The acceleration along your new y direction is not g, is it?

Is this a multiple choice question with the correct answer being one of A - E in the third photo? If so, then I see two courses of action
Plan A: Solve the problem correctly and compare your answer to what is given.
Plan B: Solve the problem for a special choice of ##\alpha## and ##\beta## and see which of the given five answers reduces to what you know to be the case.

I went with plan B and I chose ##\alpha = \beta = 45^o.## Then,
(a) the projection and landing angles relative the horizontal are also 45°;
(b) the trajectory is symmetric about the point where the inclines meet;
(c) the projectile returns to the same height from which it is launched;
(d) the horizontal range of the projectile is ##R=\dfrac{v_0^2}{g}##;
(e) the horizontal range is also ##R=2\times a \cos(45^o)=\sqrt{2}a##.

It follows, then, that when ##\alpha = \beta = 45^o##, ##v_0^2=\sqrt{2}ag.##

Which of the five choices gives this result? I leave that up to you to figure out.

Lnewqban and DrClaude
@kuruman that is a clever approach. I have started a stab at doing Plan A and I'm not sure if I am on the right track yet or not. It is very easy to make an algebra mistake along the way. And looking at choices A - E, quite a bit of algebra will go into this.

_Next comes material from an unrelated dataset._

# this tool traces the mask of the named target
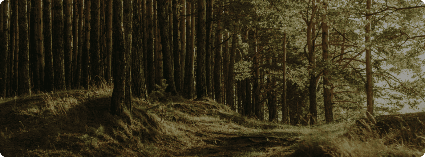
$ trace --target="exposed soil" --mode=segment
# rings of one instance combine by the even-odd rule
[[[241,129],[253,129],[233,123],[220,123],[218,126],[202,122],[193,123],[189,129],[193,146],[182,149],[173,155],[178,157],[233,157],[261,152],[256,157],[289,157],[294,151],[289,146],[299,140],[280,138],[283,132],[241,134]],[[254,154],[253,154],[254,155]],[[249,155],[248,155],[249,156]]]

@SayedD what language is the third image in? I have a translator app but it isn't making any headway on that problem statement.

kuruman
gmax137 said:
@kuruman that is a clever approach. I have started a stab at doing Plan A and I'm not sure if I am on the right track yet or not. It is very easy to make an algebra mistake along the way. And looking at choices A - E, quite a bit of algebra will go into this.

@SayedD what language is the third image in? I have a translator app but it isn't making any headway on that problem statement.
I doubt that any of the answers will match the special case I chose. Look at what happens to the denominator when both tangents are equal to 1. I will try plan A at some point because this is one projectile motion problem I have not seen before. The algebra and the strategy can be simplified with the shortcut equations (4) and (5) in this insight that I put together a few months back.

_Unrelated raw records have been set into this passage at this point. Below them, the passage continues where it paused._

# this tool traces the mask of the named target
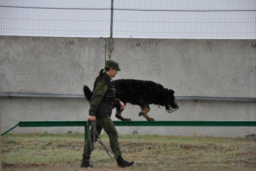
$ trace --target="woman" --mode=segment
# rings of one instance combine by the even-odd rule
[[[105,72],[103,72],[104,70]],[[106,62],[104,68],[101,70],[94,82],[92,97],[90,101],[89,120],[92,122],[96,122],[96,129],[99,135],[102,128],[105,130],[109,138],[111,150],[117,156],[117,166],[125,167],[131,166],[134,162],[125,161],[122,157],[118,143],[118,134],[110,119],[114,105],[120,105],[121,109],[125,107],[123,103],[115,97],[115,89],[111,82],[111,77],[114,77],[117,73],[117,71],[120,71],[118,64],[116,62],[113,60]],[[93,129],[91,128],[91,131]],[[97,139],[97,137],[96,138]],[[91,152],[88,137],[84,148],[81,167],[93,167],[89,163]]]

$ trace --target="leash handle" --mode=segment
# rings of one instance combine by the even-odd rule
[[[89,119],[88,119],[87,120],[87,132],[88,132],[88,135],[89,136],[89,140],[90,141],[90,146],[91,148],[91,151],[92,151],[92,150],[94,149],[94,143],[95,142],[95,134],[97,135],[97,137],[98,138],[98,140],[97,140],[97,141],[98,141],[100,144],[102,145],[103,148],[104,148],[104,149],[105,150],[106,152],[107,152],[107,153],[108,154],[108,155],[110,158],[111,159],[114,160],[116,160],[117,159],[117,156],[114,153],[113,153],[111,150],[110,150],[108,148],[107,148],[105,145],[104,145],[104,144],[102,142],[102,141],[101,141],[101,139],[100,139],[100,136],[98,134],[98,132],[97,131],[97,130],[96,130],[96,123],[95,121],[94,122],[92,122],[92,124],[91,124],[91,126],[92,127],[93,127],[93,129],[92,130],[92,133],[93,134],[93,141],[92,141],[92,133],[91,132],[91,131],[90,130],[90,125],[89,124]],[[113,157],[112,156],[111,156],[110,154],[109,154],[109,152],[110,152],[111,154],[112,154],[114,156],[114,157]]]

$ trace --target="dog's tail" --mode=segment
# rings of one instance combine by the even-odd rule
[[[90,101],[92,96],[92,92],[89,87],[84,85],[83,85],[83,93],[86,99]]]

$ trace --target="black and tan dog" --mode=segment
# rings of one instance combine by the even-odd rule
[[[148,115],[149,111],[149,104],[154,104],[168,108],[168,104],[173,108],[178,107],[175,103],[173,90],[164,88],[164,86],[153,81],[131,79],[117,79],[112,82],[116,90],[115,97],[125,105],[126,103],[139,105],[141,111],[139,116],[143,116],[148,120],[155,120]],[[84,86],[83,91],[86,98],[89,101],[92,96],[92,91],[88,87]],[[130,119],[121,116],[124,109],[116,107],[115,117],[122,120],[127,121]]]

Google translate tells me that "Sebuah benda bermassa m dilempar tegak lurus terhadap ##\dots~##" is Indonesian for "An object of mass ##m## is thrown perpendicular to ##\dots~##"

jim mcnamara and gmax137
The denominator under the square root sign looks a bit suspect. It's going to be negative presuming ##\alpha## and ##\beta## are positive. So then g would have to be taken as negative otherwise the root is non-real ?

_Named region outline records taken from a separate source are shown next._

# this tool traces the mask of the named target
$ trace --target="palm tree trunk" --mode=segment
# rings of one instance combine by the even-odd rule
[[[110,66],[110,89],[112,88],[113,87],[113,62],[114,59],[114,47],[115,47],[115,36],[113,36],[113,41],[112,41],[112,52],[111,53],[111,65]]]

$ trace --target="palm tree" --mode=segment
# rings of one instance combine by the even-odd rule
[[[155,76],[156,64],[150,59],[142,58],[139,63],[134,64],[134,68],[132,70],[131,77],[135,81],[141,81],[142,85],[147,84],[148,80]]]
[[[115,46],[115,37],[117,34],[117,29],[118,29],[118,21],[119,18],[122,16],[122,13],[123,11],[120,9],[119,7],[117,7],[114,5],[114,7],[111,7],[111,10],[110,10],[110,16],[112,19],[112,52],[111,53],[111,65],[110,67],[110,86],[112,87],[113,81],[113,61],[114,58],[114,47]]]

Per Kuruman's suggestion , one solution should be correct when ##\alpha=\beta=45^{\circ}##.

SayedD said:
Homework Statement: A particle is shot perpendicular to respect to the inclined plane with inclination α, with initial velocity v. Determine the value of v so that the following particle hit the incline plane with inclination β perpendicularly. The distance between the lowest point to the launching point is a.

I have been struggling all day trying to solve this by using a method which involves tilting the ground, so it makes an inclined plane with inclination α+β, ...
Welcome, SayedD!
Could you verify that the "lowest point" is the correct translation?
If so, what would the meaning of that point would be, other than the intersection of both surfaces, each of those being perpendicular to the trajectory?
I believe that tilting the planes and the direction of gravity can't simplify things in this case.

neilparker62
Lnewqban said:
Welcome, SayedD!
Could you verify that the "lowest point" is the correct translation?
I wonder if a is supposed to be the direct distance between launch point and impact point ?

the variables are shown clearly in the second (middle) image; and it appears to be typeset rather than hand-drawn (so I take it to be correct and not a mis-interpretation). That said, I have still not solved this one. I hope to get some time later today.

I use these homework exercises as little mind puzzles, after being out of school for decades.

Gravitational torque = rate of change of angular momentum

##\vec{a}\times \vec{s}=\vec{v}\times \vec{u}##

Here is the calculation on WA.

It does not look at all like one of the given selection but it does pass the "Kuruman test" with ##\alpha=\beta=45^{\circ}##. For a projectile launched with velocity v at 45 degrees, maximum horizontal range ##v^2/g## is achieved and that works out to ##\sqrt{2} a## as expected. Note I have used p and q for the angles on WA

Here is the "Kuruman test" calculation in which I have replaced p and q with ##45^{\circ}##.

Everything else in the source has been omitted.